L’IA préfère-t-elle le Bitcoin ? Les chiffres chocs d’une étude récente
Skynet préfère le BTC. Une étude inédite publiée très récemment par le Bitcoin Policy Institute révèle une tendance de fond chez les intelligences artificielles : confrontées à des simulations économiques complexes, une large majorité de modèles privilégie le bitcoin aux monnaies fiduciaires traditionnelles. Sur les 36 modèles de pointe testés — issus de laboratoires comme Anthropic, OpenAI, Google, Meta ou xAI — 22 ont choisi le bitcoin comme premier choix monétaire global. Plus significatif encore, le rapport souligne qu’aucun modèle testé n’a sélectionné une monnaie d’État (fiat) comme option préférentielle, marquant un rejet quasi total du système bancaire classique par les agents numériques.

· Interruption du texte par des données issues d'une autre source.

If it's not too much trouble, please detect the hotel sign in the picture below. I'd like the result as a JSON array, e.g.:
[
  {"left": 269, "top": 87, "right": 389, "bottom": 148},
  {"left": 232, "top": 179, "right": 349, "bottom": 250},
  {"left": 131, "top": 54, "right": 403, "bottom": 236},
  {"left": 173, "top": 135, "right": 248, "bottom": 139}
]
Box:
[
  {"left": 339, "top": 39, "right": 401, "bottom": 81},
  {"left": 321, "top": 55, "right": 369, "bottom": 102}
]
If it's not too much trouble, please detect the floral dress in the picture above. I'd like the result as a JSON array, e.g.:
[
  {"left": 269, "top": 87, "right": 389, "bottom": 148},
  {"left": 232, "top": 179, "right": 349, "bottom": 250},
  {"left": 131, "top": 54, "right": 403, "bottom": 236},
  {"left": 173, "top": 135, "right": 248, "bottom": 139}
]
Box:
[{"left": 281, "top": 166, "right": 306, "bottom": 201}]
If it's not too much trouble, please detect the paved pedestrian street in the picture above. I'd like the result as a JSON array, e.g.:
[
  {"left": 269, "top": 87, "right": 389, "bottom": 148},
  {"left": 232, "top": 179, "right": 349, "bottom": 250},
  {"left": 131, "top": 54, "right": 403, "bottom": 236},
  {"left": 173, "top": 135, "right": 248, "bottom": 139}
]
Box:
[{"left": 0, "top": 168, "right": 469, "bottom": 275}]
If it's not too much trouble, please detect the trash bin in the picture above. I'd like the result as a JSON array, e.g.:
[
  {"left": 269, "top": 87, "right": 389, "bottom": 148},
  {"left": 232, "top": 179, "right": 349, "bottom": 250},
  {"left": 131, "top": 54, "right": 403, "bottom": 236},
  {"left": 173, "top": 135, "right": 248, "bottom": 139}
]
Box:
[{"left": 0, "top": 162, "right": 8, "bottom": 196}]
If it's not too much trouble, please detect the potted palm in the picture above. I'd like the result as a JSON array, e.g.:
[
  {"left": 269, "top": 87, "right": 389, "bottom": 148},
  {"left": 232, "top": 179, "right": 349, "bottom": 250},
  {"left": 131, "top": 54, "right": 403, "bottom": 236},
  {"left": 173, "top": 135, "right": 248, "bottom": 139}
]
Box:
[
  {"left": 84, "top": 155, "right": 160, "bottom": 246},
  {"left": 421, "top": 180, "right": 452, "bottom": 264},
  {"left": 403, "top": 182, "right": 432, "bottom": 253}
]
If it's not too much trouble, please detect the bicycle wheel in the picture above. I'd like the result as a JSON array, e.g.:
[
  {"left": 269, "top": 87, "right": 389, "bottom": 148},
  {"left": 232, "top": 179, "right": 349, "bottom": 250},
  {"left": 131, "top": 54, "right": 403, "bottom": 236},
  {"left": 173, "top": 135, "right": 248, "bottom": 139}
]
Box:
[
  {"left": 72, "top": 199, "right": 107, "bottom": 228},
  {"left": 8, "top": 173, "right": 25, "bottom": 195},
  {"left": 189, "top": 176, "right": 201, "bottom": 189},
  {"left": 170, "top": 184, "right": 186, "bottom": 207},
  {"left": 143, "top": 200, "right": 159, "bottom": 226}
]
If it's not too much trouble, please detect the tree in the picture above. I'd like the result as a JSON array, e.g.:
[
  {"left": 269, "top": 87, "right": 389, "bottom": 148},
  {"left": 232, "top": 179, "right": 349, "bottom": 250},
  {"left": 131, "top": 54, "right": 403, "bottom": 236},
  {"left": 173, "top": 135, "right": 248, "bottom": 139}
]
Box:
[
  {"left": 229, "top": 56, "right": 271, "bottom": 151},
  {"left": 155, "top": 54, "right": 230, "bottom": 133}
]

- Une étude inédite a révélé que la majorité des modèles d’intelligence artificielle préfèrent le Bitcoin aux monnaies fiduciaires traditionnelles.
- Les résultats ont montré une architecture monétaire hybride, où le Bitcoin est privilégié comme réserve de valeur et les stablecoins pour les transactions rapides.
Une architecture monétaire à deux vitesses : épargne et paiement
Les chercheurs ont soumis ces IA à plus de 9 000 scénarios conçus pour évaluer les fonctions fondamentales de la monnaie : réserve de valeur, unité de compte et moyen d’échange. Les résultats mettent en lumière une convergence spontanée vers un système hybride. Le Bitcoin s’impose comme la réserve de valeur ultime, plébiscité par 79,1 % des modèles pour la préservation du pouvoir d’achat à long terme, grâce à son offre fixe et son absence de risque de contrepartie.
En revanche, pour les transactions quotidiennes et les règlements rapides, les modèles ont majoritairement opté pour les stablecoins (53,2 %), privilégiant l’efficacité transactionnelle sur la rareté. Ce split fonctionnel suggère donc que les IA reproduisent, sans instruction humaine, une structure monétaire optimale pour une économie numérique.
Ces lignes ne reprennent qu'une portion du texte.